>>4050188>the guy who made the painting comparisonsNice to see the thread's still here.
I'm actually a choir teacher IRL, so I like to pretend I know something about music. Winter Wrap-Up may be my favorite MLP song to date, and it was what finally convinced me that the music in the show was a cut above your average cartoon. Like any musical number, it's very repetitive--songs without easily-identified, repeatable patterns are virtually nonexistent outside of modern/experimental music--and is more about its own artistry than advancing the story.

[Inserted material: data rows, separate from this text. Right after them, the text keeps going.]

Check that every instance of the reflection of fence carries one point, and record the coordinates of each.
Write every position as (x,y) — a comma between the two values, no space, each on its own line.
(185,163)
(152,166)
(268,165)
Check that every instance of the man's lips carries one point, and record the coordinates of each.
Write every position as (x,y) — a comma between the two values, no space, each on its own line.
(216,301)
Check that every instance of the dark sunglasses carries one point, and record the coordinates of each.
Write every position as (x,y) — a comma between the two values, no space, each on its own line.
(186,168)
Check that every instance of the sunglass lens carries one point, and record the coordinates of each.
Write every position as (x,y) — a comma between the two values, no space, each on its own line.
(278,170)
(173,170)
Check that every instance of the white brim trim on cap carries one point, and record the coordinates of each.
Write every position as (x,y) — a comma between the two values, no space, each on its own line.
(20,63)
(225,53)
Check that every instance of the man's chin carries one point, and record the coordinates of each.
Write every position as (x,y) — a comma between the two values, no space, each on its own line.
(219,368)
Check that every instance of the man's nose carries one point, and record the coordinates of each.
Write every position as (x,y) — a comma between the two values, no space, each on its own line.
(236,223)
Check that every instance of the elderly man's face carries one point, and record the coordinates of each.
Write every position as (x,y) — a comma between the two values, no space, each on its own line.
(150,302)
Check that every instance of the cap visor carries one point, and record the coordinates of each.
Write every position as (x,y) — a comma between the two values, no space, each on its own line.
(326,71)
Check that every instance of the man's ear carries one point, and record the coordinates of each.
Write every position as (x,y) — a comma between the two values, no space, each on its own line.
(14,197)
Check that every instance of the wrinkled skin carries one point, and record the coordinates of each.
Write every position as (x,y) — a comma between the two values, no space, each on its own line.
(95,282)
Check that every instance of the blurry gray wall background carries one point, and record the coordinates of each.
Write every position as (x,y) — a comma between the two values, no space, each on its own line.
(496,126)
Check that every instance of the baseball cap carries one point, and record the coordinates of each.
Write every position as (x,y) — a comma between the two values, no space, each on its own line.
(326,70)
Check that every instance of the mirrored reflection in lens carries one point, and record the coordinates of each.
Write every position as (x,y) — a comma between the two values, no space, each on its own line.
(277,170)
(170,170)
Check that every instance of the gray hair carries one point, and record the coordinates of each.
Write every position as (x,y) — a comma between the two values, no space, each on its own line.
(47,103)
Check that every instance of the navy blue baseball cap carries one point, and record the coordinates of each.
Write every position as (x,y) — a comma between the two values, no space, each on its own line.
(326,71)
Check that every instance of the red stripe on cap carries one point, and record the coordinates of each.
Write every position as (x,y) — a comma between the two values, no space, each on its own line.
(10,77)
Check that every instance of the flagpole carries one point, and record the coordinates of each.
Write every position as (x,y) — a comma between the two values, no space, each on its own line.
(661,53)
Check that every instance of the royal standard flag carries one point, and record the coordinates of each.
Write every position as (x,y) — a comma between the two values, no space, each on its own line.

Compared to a "normal" musical number, WWU is heavy on unresolved 2nds (notes are referred to by distance from the root note, and 1(root)-3-5 chords are standard. Thus, a 1-2-5 chord which doesn't move the middle note to 3), which are discordant to western ears, but not aggressively so. This gives the song a incomplete, striving feeling, which I'm sure you'll see neatly mirrors the text about needing to see winter off. The instrumentation is pretty light, and the beats are mostly given by bass, piano, and synth, rather than unpitched percussion (I realize that's not helpful information, sorry), which gives the entire song a very warm, connected feeling. The song transitions through a range of volumes and instrumentations, but for the most part these aren't abrupt breaks. The effect is like running your hand across a book of carpet samples--there are distinct sections, but it all blends together.
I suspect you'll probably particularly enjoy the Find a Pet song when you get to it (early S2), since it's done in semi-recit style; in other words, it's primarily text-driven. But yes, WWU is definitely an excellent song.